Q: How do I handle large model weights?
A: Use volumes (together beta jig volumes create) to upload weights once, then mount them at runtime. This is faster than including weights in the container image.
Scaling
Q: How does autoscaling work?
A: The autoscaler monitors queue depth and worker utilization. When queue backlog grows, it adds replicas. When workers are idle, it removes them (down to min_replicas).
Q: What’s the maximum number of replicas?
A: Set max_replicas in your config. The actual limit depends on your Together organization’s quota.
Q: How long does scaling take?
A: New replicas typically start within 1-2 minutes, depending on image size and model loading time.
Jobs
Q: How long can a job run?
A: Default timeout is 5 minutes (TERMINATION_GRACE_PERIOD_SECONDS, default 300s). For longer jobs, increase this value in your deployment configuration.

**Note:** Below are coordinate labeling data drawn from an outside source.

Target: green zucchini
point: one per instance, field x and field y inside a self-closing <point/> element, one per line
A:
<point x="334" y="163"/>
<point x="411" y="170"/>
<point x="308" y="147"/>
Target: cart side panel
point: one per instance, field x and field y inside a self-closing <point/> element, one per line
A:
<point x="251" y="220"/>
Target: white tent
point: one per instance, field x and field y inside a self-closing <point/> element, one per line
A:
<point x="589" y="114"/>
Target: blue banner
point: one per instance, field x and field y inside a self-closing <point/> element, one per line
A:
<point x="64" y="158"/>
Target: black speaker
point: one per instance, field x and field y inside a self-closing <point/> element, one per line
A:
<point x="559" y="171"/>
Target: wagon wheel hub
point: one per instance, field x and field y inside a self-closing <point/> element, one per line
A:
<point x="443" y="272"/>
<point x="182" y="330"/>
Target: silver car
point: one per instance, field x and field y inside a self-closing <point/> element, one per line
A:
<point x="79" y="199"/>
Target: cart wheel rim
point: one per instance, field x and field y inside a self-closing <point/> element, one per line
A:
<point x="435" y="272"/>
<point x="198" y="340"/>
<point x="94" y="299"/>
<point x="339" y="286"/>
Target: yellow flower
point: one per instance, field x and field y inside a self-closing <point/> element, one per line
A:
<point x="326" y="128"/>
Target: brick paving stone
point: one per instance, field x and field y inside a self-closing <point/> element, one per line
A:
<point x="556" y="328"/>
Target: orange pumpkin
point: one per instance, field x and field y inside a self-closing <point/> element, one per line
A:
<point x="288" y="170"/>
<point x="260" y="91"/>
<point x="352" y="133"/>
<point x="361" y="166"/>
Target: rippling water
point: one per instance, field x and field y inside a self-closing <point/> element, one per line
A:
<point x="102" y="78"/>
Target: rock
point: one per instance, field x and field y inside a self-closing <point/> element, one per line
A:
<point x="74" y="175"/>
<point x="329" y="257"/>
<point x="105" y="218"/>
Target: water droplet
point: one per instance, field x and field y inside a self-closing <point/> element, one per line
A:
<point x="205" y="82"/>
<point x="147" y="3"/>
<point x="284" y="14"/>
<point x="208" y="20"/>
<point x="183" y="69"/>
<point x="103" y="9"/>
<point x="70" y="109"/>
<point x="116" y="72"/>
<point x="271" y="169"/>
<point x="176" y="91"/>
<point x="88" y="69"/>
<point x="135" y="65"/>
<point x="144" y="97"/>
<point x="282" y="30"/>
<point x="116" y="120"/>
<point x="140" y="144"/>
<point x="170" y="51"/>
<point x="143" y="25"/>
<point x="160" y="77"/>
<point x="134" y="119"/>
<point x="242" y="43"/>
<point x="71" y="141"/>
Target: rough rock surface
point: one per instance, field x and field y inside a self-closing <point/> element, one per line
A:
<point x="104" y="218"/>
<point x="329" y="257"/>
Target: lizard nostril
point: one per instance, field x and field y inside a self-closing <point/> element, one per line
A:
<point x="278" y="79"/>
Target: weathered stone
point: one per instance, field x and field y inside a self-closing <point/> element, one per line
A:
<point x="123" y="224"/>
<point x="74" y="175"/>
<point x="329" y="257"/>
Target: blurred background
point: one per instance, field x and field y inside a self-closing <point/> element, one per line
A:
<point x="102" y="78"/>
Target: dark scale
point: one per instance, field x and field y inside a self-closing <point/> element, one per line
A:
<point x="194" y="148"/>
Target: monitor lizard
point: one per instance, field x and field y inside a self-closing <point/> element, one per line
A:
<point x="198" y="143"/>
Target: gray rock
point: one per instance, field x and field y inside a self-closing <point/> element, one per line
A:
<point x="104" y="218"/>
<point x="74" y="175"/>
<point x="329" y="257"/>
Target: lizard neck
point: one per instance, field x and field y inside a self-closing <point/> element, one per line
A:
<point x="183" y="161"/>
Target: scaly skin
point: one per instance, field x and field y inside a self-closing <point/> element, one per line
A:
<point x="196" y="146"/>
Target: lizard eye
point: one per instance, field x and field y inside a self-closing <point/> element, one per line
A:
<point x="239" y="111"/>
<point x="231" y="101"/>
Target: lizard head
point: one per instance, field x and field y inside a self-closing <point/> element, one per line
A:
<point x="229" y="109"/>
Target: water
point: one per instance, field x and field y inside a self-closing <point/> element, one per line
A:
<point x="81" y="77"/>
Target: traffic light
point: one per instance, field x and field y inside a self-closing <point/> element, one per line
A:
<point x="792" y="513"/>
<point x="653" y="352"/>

Q: What happens if a job fails?
A: The job status is set to “failed” with error details. The worker remains healthy and continues processing other jobs.
Q: Can I retry failed jobs?
A: Resubmit the job with the same payload. Automatic retry is not currently supported.
Billing
Q: How am I billed?
A: You’re billed for GPU-hours while replicas are running. Scale to zero (min_replicas = 0) when not in use to minimize costs.
Q: Are there costs for the queue?
A: Queue usage is included. You’re only billed for compute (running replicas).